By Peter Weiss
In the past few years, physicists have shown that they can bring light pulses to a dead stop. That feat relies on a method of temporarily imprinting the quantum essence of a pulse by changing certain characteristics of atoms (SN: 2/9/02, p. 94: Available to subscribers at Light comes to halt again—in a solid). Now, physicists have demonstrated stationary light by a new method.
The innovation preserves the optical energy of an immobile pulse. Such pulses could prove useful for making circuits that manipulate photons instead of electrons and for light-based, quantum computers that would exploit aspects of quantum mechanics to outperform today’s computers.
In the Dec. 11, 2003 Nature, Mikhail D. Lukin of Harvard University and his colleagues describe the new procedure for putting light in suspended animation. They start with the previously developed method: They shine a laser on hot rubidium gas in a glass cylinder about the size of an AAA battery. Then, the scientists shoot another laser pulse into the cylinder. When the first, or control, laser suddenly turns off, the second laser imprints the quantum identity of its red pulses onto the rubidium atoms, effectively storing the red light.

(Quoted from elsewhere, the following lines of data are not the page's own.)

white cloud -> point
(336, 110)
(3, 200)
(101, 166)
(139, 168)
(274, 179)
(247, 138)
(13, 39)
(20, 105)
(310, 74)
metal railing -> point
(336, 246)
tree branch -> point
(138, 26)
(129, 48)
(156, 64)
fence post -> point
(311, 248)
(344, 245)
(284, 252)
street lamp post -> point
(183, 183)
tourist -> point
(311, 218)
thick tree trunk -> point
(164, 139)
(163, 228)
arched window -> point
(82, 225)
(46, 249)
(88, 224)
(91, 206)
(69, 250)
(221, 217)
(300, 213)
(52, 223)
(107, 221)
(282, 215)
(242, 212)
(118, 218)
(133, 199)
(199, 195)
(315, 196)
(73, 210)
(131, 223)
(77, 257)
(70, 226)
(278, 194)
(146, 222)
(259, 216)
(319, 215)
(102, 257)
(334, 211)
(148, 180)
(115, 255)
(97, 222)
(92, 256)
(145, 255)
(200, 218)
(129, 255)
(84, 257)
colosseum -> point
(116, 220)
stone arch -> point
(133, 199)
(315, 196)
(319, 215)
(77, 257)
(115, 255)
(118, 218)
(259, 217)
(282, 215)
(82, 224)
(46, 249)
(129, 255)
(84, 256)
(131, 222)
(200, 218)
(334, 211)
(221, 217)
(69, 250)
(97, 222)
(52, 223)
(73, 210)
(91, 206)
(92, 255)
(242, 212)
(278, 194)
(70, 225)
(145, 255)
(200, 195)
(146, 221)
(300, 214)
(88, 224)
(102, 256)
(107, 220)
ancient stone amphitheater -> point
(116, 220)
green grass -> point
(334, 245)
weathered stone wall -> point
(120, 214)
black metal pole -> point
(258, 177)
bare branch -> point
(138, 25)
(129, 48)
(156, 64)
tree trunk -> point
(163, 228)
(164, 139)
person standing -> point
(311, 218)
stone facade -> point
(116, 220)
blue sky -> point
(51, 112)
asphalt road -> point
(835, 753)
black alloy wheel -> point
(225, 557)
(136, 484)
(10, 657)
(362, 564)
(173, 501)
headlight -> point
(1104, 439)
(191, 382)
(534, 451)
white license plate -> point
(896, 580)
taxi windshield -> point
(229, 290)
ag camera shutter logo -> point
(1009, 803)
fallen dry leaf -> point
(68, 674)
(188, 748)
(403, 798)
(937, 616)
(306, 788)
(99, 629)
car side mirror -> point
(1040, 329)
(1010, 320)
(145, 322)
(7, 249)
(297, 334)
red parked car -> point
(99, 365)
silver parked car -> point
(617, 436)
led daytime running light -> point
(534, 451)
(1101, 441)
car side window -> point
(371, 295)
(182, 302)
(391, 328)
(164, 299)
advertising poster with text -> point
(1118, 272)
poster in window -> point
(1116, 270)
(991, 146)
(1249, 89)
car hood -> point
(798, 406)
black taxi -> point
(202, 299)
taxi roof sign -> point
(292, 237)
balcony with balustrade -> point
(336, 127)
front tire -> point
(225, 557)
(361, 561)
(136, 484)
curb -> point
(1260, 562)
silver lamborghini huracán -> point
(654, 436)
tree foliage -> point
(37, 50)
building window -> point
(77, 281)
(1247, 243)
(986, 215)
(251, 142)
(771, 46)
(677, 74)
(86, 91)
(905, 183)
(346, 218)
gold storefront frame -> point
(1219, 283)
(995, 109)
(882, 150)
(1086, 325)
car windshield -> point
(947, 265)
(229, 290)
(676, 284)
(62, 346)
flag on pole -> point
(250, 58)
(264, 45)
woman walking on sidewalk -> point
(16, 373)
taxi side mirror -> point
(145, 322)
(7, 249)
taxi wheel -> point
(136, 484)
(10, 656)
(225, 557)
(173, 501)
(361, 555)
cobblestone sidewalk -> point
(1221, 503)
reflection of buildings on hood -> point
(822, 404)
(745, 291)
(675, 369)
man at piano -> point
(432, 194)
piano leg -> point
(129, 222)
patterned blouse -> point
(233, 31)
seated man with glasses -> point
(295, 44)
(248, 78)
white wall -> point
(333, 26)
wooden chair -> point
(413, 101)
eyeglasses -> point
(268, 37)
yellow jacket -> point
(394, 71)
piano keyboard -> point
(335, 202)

Researchers typically resurrect such imprinted pulses by restarting the control laser. In the new experiment, however, the scientists did that and simultaneously turned on another control laser beaming into the rubidium cloud from the opposite direction. This procedure restored the red pulse as a blob of optical energy and created an interference pattern.
Influenced by that radiation pattern, the rubidium atoms behaved “like a stack of mirrors” that bounced the pulse back and forth for tens of microseconds, notes Marlan O. Scully of Princeton University in a commentary in the same issue of Nature. That might be long enough for researchers to explore how such pulses might interact with other pulses of stopped light and even with moving light, Lukin says.